We put our babies to sleep how we found fit, we fed them, potty trained them, educated them, taught them values and demonstrated standards. I keep in touch now with most of these people from my early parenting days, in fact 2 women and their husbands are still very good friends, the girl I used to baby sit, who than baby sat my kids, now has a child of her own. She doesn't do twitter, isn't on face book much, doesn't blog, she works as a theatre nurse, owns her own home with her partner and has no idea what I'm on about somedays when I ask her opinion on breast feeding, co sleeping and baby led weening. She just doesn't have time for it, I just didn't have it.
All our kids are well and healthy, they may not have had the games, the designer clothes, the foreign holidays. But they do have an education, they talk none stop about the camping trips when they were young, the days out with the play groups and school trips and spending time with the neighbours.

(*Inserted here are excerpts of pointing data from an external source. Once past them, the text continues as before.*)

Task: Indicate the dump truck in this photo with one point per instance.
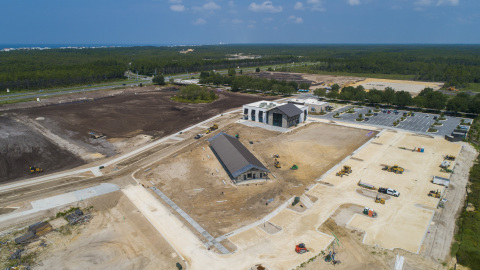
(395, 168)
(301, 248)
(389, 191)
(34, 169)
(346, 170)
(369, 212)
(379, 200)
(365, 185)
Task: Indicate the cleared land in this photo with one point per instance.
(414, 87)
(195, 180)
(55, 137)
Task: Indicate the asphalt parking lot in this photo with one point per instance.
(419, 123)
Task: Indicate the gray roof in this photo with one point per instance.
(234, 155)
(289, 109)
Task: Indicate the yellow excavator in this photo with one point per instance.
(34, 169)
(346, 170)
(379, 200)
(395, 168)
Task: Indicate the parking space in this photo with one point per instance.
(418, 123)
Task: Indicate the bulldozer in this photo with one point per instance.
(346, 170)
(379, 200)
(34, 169)
(301, 248)
(395, 168)
(277, 164)
(435, 194)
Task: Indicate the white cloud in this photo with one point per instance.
(354, 2)
(266, 6)
(200, 21)
(211, 6)
(295, 19)
(448, 2)
(178, 8)
(316, 5)
(298, 6)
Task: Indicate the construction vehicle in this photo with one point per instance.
(34, 169)
(301, 248)
(277, 164)
(395, 168)
(346, 170)
(365, 185)
(369, 212)
(435, 194)
(379, 200)
(389, 191)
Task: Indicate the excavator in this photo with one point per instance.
(435, 194)
(346, 170)
(277, 164)
(379, 200)
(301, 248)
(34, 169)
(395, 168)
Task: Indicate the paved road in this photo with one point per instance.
(419, 123)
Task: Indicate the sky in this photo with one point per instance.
(177, 22)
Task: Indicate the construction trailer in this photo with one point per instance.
(441, 181)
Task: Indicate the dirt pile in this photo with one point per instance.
(21, 148)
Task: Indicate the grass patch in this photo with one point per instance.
(183, 100)
(468, 236)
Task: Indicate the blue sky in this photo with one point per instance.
(239, 21)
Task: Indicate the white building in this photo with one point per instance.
(314, 105)
(275, 114)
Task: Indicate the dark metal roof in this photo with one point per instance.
(289, 109)
(234, 155)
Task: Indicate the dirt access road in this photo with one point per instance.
(55, 137)
(196, 181)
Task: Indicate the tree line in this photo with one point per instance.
(427, 98)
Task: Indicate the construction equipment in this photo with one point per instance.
(301, 248)
(346, 170)
(395, 168)
(379, 200)
(435, 194)
(34, 169)
(448, 157)
(277, 164)
(365, 185)
(369, 212)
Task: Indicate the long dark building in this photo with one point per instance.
(239, 163)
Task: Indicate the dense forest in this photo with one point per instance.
(35, 69)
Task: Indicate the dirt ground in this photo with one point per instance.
(22, 147)
(118, 237)
(195, 180)
(44, 136)
(414, 87)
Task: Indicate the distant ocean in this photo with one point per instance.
(2, 46)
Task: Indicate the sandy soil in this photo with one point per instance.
(22, 147)
(414, 87)
(118, 237)
(195, 180)
(43, 136)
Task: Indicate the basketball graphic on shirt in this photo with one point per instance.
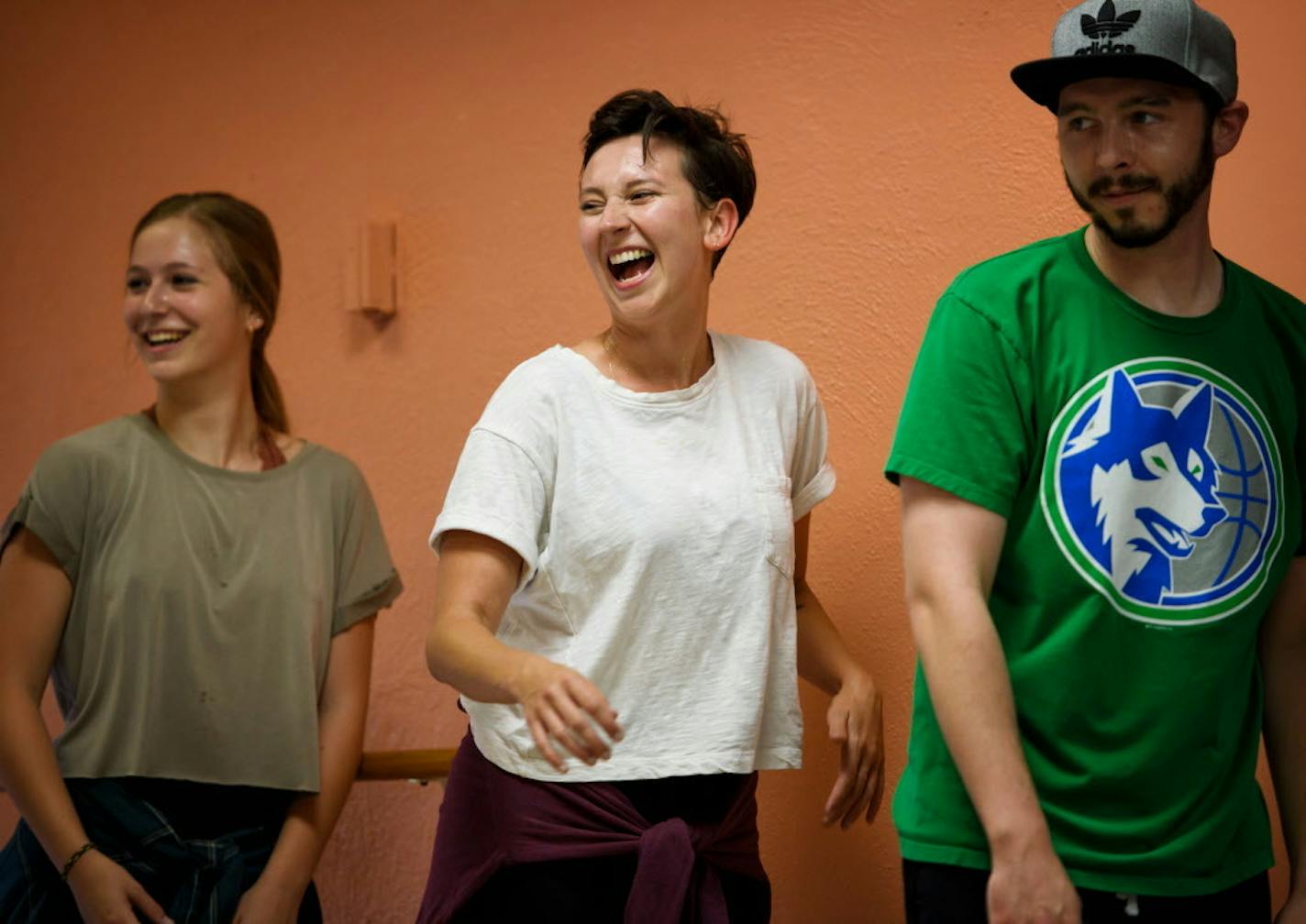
(1161, 486)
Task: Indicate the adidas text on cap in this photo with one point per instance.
(1167, 40)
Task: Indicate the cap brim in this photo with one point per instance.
(1044, 80)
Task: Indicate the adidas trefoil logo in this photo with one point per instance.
(1108, 24)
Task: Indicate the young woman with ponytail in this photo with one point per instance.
(200, 585)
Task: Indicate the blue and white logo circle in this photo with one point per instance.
(1163, 489)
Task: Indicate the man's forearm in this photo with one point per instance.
(970, 690)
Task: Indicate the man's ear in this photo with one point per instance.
(1226, 126)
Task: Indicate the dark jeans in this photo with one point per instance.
(940, 894)
(194, 849)
(594, 890)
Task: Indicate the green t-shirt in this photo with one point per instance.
(204, 603)
(1149, 468)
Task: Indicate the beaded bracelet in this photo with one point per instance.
(73, 859)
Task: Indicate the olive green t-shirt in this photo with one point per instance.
(1149, 468)
(204, 603)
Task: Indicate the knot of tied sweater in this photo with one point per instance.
(665, 884)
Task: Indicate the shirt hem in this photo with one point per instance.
(636, 767)
(1168, 886)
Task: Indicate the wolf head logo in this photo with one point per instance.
(1161, 487)
(1152, 483)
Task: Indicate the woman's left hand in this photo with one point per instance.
(857, 723)
(268, 903)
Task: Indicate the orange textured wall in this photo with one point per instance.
(892, 151)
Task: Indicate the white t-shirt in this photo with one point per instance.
(657, 542)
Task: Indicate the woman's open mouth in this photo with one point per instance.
(630, 267)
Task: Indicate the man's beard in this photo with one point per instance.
(1179, 199)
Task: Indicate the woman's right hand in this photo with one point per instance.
(107, 894)
(563, 708)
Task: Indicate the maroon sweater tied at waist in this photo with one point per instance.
(492, 819)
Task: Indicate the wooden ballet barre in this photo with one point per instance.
(419, 766)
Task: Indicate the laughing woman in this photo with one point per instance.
(622, 597)
(203, 586)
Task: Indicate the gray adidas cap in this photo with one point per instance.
(1168, 40)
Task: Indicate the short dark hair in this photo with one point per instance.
(714, 160)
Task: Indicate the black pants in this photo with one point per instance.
(594, 890)
(942, 894)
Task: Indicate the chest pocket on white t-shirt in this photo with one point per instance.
(777, 508)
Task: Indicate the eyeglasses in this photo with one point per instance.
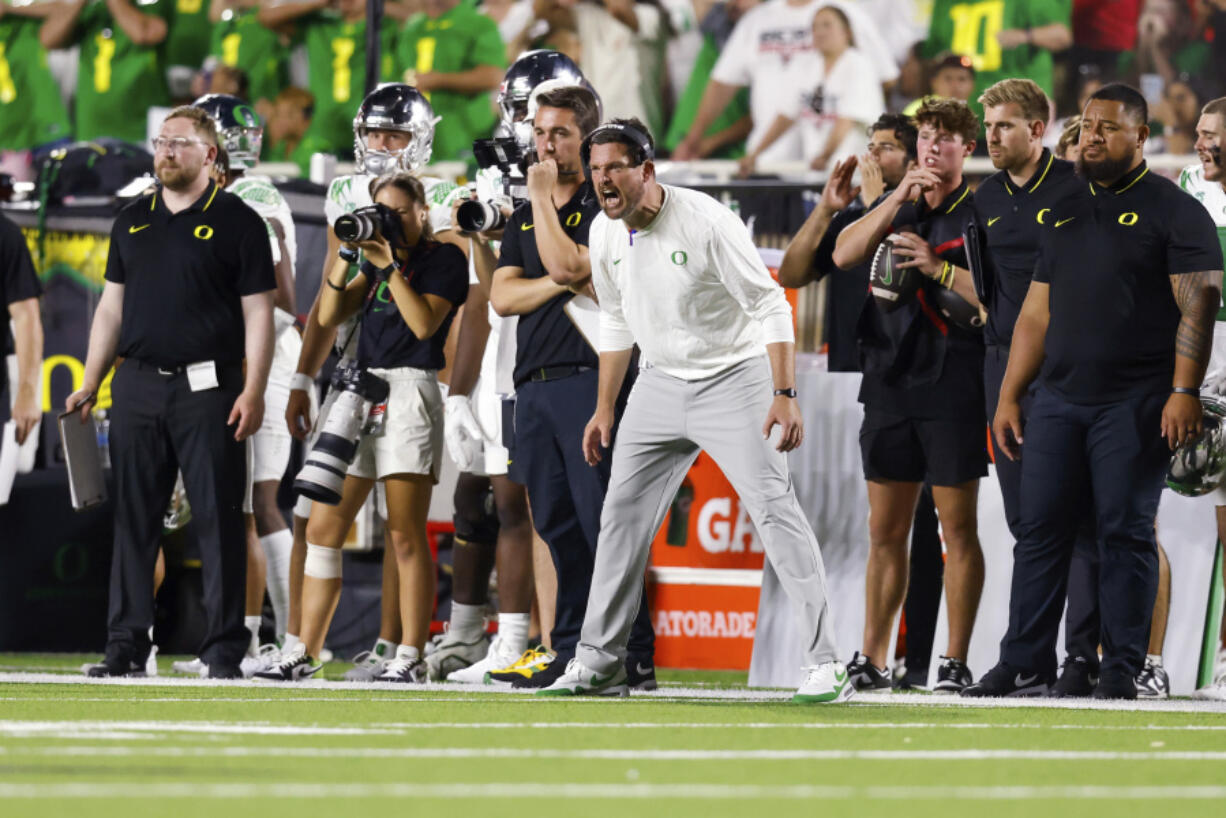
(173, 144)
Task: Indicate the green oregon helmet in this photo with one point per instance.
(1198, 466)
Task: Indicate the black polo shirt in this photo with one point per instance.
(1014, 221)
(915, 363)
(184, 276)
(846, 291)
(546, 336)
(17, 282)
(385, 340)
(1108, 263)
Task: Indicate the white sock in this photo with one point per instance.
(467, 621)
(253, 624)
(513, 628)
(276, 553)
(384, 649)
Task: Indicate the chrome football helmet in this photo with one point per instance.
(1198, 466)
(394, 107)
(239, 129)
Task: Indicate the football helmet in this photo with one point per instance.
(1198, 466)
(395, 107)
(239, 129)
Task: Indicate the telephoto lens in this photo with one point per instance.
(476, 216)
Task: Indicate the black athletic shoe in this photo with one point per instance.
(867, 678)
(1116, 684)
(1077, 680)
(953, 676)
(1004, 681)
(640, 675)
(543, 677)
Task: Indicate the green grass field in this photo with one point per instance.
(703, 746)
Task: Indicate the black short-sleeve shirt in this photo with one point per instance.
(915, 362)
(184, 276)
(546, 336)
(385, 341)
(17, 281)
(1108, 260)
(1014, 220)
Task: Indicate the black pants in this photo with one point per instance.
(1116, 453)
(567, 496)
(158, 426)
(1081, 621)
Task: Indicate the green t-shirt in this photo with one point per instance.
(31, 109)
(687, 107)
(337, 57)
(118, 80)
(970, 28)
(242, 42)
(457, 41)
(186, 39)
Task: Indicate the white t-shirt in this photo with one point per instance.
(846, 90)
(690, 290)
(759, 54)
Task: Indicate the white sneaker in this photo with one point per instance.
(824, 683)
(580, 680)
(497, 657)
(267, 656)
(191, 667)
(453, 654)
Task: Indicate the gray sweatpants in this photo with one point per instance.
(666, 422)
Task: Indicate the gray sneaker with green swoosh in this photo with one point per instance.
(580, 680)
(825, 683)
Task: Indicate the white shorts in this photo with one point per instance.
(411, 438)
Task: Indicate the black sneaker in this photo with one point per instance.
(1116, 684)
(115, 667)
(1007, 682)
(953, 676)
(543, 677)
(867, 678)
(1077, 680)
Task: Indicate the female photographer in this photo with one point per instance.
(408, 290)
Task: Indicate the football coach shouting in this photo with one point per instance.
(1117, 328)
(188, 297)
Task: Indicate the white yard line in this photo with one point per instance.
(612, 791)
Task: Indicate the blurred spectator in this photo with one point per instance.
(335, 34)
(239, 41)
(831, 118)
(186, 44)
(726, 134)
(120, 72)
(287, 123)
(1007, 38)
(455, 57)
(31, 110)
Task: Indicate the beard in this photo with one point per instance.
(1104, 171)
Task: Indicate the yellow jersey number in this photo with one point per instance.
(976, 26)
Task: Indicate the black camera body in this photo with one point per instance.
(365, 223)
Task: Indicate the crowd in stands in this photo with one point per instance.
(788, 79)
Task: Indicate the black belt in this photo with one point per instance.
(554, 373)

Before you get wound up that you're failing as a parent because Social Media tell you are failing, consider where the report, information, advice comes from. Remember journalists will tell you what they think you want to hear, case studies are carried out on very small numbers. Remember statistics can be manipulated to fit the response the advertisers want and don't forget in order to sell you a product a company will quite often scaremonger you you into believing there is a problem that they can solve with one simple 'click' and before you know it, you have purchased yet another product or resource that you don't actually need for parenting, it just makes you feel you're doing something to protect or enhance your child's well being.
I'm grateful my parenting days are over and I'm more than grateful that I wasn't bullied by social media into raising my children how a small proportion of people see fit, when at the end of the day, that's their problem and not mine.